Aktuell leben 1350 geflüchtete Menschen in Leinfelden-Echterdingen, die das Beratungsangebot durch das Integrationsmanagement wahrnehmen. 11,3 Stellen gibt es eigentlich in diesem Team, besetzt sind davon 9,66 Stellen. Zum Januar 2026 wird sich das Team zunächst auf 7,46 Stellen und zum April auf 6,46 Stellen verkleinern. Einige der Stellen waren von der Stadt finanziert, aber nur bis Ende 2026 beziehungsweise Ende 2027 bewilligt. Wenn die Zahl der Geflüchteten, die nach Deutschland kommen, so gering bleibt, sollen sie nicht verlängert werden. Im Vorgriff dieser Veränderung hat die Stadt schon die Kündigung zweier Mitarbeitenden erhalten, informiert der Sozialbürgermeister. Die verbleibenden Integrationsmanager werden über das Land Baden-Württemberg finanziert. Die finanzielle Zuwendung bemisst sich nach der Anzahl der aufzunehmenden Geflüchteten. Gegenwärtig entspricht dies für Leinfelden-Echterdingen in etwa 3,3 Stellenanteile.

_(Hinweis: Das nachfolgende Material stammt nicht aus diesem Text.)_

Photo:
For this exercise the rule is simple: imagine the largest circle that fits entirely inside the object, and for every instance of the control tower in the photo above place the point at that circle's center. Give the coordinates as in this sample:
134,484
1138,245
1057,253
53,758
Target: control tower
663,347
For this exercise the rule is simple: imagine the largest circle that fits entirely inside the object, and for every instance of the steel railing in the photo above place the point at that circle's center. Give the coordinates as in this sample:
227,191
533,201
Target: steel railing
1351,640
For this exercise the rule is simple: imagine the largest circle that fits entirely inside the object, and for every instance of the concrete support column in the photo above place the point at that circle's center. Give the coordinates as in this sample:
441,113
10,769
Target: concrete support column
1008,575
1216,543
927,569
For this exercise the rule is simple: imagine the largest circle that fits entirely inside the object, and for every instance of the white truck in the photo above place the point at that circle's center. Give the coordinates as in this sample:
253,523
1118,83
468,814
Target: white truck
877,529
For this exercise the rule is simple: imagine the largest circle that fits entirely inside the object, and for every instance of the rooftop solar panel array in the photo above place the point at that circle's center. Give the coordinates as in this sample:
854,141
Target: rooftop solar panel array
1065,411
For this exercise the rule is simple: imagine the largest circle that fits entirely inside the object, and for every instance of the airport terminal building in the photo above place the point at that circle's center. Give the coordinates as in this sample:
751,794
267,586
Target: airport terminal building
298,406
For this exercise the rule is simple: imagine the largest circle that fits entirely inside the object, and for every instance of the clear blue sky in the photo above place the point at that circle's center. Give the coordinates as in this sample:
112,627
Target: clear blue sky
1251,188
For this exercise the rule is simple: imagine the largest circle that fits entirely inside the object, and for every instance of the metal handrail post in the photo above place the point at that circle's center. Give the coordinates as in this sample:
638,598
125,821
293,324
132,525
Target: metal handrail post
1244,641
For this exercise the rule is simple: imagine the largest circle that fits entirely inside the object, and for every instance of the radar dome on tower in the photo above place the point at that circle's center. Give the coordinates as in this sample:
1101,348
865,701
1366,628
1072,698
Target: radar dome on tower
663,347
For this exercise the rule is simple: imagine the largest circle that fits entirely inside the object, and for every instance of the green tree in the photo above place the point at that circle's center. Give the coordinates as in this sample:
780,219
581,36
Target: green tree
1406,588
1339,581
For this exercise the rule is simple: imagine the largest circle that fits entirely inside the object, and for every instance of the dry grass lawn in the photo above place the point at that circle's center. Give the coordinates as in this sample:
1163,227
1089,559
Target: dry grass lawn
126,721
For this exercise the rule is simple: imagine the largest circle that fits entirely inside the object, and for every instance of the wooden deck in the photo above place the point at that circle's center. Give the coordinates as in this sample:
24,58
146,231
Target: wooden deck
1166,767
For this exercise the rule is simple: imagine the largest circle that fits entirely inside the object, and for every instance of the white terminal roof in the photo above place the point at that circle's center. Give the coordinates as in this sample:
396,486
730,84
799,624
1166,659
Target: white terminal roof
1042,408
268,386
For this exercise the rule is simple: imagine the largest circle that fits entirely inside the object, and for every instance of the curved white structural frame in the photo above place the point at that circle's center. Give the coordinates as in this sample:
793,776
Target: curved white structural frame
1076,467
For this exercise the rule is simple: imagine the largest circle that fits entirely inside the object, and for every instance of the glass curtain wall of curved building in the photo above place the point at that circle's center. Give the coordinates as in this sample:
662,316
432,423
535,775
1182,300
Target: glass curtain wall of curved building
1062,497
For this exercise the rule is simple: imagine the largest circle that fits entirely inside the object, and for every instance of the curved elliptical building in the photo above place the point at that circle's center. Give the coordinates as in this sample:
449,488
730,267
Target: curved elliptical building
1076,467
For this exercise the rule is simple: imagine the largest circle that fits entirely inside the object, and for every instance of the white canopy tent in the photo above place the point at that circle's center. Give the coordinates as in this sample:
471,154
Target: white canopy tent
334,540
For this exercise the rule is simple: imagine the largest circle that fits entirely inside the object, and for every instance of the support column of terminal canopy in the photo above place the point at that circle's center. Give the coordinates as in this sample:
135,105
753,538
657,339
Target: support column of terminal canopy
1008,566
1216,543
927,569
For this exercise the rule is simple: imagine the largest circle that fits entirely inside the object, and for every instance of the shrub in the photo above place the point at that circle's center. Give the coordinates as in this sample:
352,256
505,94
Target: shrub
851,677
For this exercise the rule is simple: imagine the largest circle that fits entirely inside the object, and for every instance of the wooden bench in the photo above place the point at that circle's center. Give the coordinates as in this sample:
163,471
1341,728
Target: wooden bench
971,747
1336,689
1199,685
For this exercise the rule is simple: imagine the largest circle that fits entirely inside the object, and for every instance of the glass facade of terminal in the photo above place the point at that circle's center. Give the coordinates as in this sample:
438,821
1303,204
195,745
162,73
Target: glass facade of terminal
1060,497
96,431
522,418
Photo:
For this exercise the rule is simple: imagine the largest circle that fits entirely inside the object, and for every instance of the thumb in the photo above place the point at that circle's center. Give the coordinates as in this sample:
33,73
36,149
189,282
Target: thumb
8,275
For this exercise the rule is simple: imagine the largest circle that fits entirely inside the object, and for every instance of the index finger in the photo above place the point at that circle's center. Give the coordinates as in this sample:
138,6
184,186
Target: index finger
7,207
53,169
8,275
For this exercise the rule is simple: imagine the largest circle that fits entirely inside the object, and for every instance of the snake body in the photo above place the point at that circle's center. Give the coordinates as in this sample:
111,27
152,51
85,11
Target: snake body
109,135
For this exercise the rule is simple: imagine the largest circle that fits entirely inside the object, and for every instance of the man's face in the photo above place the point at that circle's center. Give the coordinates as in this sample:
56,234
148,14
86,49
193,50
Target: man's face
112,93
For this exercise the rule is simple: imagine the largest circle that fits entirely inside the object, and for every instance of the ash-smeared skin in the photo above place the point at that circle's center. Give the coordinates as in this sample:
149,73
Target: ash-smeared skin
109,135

Eine Integrationskraft ist für 140 Menschen zuständig

Die Integrationsmanager haben bisher alle Geflüchteten mit Beratungsbedarf unabhängig von ihrer Bleibeperspektive beraten. Sie unterstützen die Zuwanderer dabei, bestimmte Ziele zu erreichen, beispielsweise was ihre Sprachkompetenz, ihre Bildung oder ihre Berufstätigkeit angeht. Eine Integrationskraft war für etwa 140 Geflüchtete zuständig. Dieser Betreuungsschlüssel soll auch künftig Anwendung finden. Will heißen: Werden es wieder mehr Geflüchtete, steige auch der Personalbedarf im Integrationsmanagement wieder an, betont der Bürgermeister.

Der Beratungszeitraum soll aber künftig auf drei, maximal vier Jahre begrenzt sein. Danach wird auf das Hilfsangebot der Regeldienste, das Jobcenter und den allgemeinen Sozialen Dienst verwiesen. Da in Zukunft vermehrt auch Geflüchtete in die Beratung des Sozialen Dienstes kommen werden, wurde dieser um fast eine volle Stelle aufgestockt – möglich macht dies ein Förderprogramm des Landkreises.